When he is finally remembered for uncovering a plot against the king, Mordecai is honored—ironically—by the very one who sought to destroy him and his people. The king made Haman clothe Mordecai with the royal robes and parade him through the city on one of the his own horses. This was the ultimate vindication from God. As Proverbs 26 teaches, “The one who digs a pit will fall into it” (v.27). No greater display of God’s superintendence in the lives of His people could have been shown.

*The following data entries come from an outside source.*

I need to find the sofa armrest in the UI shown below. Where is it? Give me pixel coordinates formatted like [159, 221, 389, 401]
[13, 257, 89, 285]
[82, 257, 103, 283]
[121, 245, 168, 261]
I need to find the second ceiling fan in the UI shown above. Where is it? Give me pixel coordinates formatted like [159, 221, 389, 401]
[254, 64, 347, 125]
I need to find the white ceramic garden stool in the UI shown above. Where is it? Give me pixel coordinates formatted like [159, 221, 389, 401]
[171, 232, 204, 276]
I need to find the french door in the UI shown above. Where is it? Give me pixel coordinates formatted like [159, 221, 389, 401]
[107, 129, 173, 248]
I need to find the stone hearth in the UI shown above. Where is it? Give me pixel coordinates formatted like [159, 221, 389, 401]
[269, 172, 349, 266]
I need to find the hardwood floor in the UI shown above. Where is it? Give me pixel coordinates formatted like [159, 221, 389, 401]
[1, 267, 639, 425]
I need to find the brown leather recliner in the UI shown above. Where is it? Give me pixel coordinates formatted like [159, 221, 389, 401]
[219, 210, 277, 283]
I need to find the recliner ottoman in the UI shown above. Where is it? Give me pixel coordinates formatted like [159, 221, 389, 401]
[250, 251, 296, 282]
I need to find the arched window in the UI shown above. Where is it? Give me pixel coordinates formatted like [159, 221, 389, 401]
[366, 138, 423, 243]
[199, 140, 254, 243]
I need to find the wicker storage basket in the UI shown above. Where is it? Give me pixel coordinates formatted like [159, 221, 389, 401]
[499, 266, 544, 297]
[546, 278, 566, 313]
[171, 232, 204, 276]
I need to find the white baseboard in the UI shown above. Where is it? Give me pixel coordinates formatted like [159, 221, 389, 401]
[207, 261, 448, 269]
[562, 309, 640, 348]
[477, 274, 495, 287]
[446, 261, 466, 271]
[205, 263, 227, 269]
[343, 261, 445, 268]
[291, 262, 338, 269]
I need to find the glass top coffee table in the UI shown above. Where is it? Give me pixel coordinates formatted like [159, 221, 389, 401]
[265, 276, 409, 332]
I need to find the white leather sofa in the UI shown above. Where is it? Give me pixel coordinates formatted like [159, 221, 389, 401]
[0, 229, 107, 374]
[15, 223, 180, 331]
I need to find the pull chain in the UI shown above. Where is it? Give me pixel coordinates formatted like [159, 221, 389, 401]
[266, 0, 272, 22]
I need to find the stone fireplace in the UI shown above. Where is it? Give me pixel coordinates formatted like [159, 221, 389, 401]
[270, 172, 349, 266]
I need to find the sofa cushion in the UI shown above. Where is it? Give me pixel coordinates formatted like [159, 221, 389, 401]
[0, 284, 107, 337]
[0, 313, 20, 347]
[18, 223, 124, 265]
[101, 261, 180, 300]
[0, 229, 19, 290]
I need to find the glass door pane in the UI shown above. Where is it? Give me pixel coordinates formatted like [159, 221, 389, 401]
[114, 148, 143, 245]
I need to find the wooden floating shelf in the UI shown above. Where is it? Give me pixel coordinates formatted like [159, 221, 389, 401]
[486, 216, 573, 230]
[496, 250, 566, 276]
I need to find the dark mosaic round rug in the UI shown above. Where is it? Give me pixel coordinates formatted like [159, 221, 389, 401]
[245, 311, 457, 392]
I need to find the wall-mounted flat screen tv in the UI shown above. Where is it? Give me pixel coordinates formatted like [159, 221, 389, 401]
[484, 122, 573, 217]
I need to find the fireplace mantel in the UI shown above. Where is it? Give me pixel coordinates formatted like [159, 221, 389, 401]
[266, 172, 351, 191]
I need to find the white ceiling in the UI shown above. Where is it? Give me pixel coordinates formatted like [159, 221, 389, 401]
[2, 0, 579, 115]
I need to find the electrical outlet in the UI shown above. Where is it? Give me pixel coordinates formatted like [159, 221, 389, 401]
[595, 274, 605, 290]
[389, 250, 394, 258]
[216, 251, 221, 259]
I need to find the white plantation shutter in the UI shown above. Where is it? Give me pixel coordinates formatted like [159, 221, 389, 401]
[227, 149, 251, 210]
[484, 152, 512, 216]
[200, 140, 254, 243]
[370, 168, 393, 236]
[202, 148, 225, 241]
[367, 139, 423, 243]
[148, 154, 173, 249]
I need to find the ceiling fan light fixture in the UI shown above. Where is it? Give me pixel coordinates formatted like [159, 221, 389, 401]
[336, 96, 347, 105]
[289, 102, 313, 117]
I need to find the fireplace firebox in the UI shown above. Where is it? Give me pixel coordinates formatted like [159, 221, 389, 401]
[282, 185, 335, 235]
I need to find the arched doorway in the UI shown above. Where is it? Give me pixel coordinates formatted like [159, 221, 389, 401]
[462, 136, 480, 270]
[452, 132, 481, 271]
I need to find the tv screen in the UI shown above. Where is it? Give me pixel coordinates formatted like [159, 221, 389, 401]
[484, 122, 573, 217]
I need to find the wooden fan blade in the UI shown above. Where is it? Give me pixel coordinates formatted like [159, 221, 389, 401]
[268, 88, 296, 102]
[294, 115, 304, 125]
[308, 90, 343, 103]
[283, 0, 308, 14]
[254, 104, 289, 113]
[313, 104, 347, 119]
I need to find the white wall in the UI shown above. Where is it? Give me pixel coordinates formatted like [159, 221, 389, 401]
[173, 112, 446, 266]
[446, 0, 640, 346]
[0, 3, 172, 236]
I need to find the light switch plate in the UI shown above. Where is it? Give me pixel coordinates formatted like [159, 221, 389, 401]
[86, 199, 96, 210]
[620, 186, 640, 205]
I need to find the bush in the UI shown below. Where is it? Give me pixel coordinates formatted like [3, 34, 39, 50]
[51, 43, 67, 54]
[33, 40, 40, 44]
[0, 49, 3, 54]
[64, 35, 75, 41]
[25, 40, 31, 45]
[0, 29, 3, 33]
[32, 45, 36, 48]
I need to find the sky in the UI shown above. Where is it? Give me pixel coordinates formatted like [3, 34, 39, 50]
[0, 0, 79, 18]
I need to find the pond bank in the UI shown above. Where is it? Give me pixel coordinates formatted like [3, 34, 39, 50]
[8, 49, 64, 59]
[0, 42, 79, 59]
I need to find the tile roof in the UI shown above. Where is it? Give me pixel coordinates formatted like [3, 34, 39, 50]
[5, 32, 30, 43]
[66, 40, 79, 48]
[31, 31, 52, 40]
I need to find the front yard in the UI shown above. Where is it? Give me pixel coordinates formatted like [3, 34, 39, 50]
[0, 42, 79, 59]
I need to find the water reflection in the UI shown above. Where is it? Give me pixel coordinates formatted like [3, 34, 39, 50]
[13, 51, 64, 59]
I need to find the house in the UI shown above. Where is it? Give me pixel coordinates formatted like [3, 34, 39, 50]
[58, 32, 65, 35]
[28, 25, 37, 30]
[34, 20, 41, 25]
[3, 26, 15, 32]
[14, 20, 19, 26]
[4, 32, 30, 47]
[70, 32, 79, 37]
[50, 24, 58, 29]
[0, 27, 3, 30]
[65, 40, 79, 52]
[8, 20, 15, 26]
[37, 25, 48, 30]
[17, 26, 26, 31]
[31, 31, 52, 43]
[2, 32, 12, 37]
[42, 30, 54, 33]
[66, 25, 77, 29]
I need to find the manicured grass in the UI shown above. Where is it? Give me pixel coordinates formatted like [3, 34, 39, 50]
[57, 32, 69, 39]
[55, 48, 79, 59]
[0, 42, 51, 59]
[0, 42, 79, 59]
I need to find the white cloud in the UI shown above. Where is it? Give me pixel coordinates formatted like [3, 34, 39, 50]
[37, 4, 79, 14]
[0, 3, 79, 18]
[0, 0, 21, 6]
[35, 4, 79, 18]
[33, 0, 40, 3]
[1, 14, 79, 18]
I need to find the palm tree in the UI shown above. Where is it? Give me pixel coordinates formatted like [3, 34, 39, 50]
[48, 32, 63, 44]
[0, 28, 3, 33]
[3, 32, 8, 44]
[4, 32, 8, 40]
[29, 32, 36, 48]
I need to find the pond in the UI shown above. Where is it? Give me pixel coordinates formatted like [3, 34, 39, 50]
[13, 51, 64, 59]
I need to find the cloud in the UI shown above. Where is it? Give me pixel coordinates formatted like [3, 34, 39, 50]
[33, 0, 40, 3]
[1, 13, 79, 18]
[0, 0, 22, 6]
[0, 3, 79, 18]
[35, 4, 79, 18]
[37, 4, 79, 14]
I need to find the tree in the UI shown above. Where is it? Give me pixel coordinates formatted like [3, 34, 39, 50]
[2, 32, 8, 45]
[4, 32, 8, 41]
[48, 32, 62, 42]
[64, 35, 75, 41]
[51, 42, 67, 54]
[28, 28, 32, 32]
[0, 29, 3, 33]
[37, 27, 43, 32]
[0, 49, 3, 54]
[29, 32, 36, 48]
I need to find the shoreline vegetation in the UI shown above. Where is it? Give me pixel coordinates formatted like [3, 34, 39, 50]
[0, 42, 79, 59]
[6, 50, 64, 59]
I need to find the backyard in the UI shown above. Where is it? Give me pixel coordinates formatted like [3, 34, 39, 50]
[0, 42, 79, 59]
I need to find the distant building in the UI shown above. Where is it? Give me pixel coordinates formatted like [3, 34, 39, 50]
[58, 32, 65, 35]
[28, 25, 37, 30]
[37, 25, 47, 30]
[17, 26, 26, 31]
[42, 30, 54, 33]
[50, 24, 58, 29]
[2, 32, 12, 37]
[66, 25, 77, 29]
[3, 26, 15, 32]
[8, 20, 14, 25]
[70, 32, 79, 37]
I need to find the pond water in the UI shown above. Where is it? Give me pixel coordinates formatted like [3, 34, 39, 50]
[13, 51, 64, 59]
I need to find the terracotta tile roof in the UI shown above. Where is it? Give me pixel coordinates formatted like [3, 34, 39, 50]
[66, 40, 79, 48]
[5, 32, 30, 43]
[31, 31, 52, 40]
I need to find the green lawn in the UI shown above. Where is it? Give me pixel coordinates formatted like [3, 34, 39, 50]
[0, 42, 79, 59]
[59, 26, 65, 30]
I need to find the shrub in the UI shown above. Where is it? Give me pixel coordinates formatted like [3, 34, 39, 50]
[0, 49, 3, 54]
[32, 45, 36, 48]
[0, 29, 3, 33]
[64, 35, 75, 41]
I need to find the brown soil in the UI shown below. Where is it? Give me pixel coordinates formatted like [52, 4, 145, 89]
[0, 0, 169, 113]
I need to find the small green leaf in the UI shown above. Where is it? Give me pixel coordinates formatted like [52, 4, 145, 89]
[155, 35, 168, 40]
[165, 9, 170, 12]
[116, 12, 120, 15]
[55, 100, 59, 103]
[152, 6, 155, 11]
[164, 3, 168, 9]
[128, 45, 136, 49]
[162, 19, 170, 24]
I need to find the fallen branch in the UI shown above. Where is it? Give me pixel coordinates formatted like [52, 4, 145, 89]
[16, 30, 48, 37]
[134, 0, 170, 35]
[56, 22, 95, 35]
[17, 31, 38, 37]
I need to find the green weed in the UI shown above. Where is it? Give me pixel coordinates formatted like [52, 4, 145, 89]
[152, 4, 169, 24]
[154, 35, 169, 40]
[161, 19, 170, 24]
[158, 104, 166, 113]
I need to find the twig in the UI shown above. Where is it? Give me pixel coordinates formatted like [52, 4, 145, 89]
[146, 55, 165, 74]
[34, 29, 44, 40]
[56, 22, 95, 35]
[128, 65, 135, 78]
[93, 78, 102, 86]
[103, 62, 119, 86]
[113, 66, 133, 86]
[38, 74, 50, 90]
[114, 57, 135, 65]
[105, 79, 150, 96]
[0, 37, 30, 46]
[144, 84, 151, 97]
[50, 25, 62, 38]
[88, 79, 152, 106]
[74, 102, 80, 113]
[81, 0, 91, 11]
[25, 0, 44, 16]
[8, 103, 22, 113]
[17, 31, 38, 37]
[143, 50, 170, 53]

This is, of course, a picture in redemptive history, a foretaste of the victory that God gives Jesus over Satan. Though the evil one thought that he had destroyed the Son of God on the cross, it was actually the means of ultimate victory and redemption. In the resurrection, God the Father proudly presents His Son before the watching world to see His ultimate purposes of grace and triumph.

All those who are trusting in Christ will also know ultimate vindication and triumph. No matter what we endure in this life, Scripture makes clear that there is a day in which every wrong will be made right, and everyone who has schemed against the Lord and His people will be destroyed. That is the ultimate confidence we have as we make our way through this seemingly unjust world of sin and death. There is an overthrow of all wickedness through the death and resurrection of Jesus.

Written by Nick Batzig

Post Comments (2)

2 thoughts on "The King Honors Mordecai"

  1. Enjuju says:

    What drama, in this chapter!

  2. Drew Roe says:

    I never really thought of how the story of Mordecai and Esther paints a picture of Christ and His redemption, but here it is. Mordecai did not back down from his people, just as those who live in fellowship with Christ, and was rewarded for it. I am reminded of 1 Peter 3.13-17. Suffering is a fact of life in a sinful world. Everyone in this story suffers in some way or another. Mordecai is suffering because he is a Jew. Esther suffers because of what is happening to her people. King Ahasuerus suffers embarrassment when his wife doesn’t bow to his egotistical behavior. Haman suffers because of his pride.

    We all suffer. The question is: Will I suffer for the right reasons?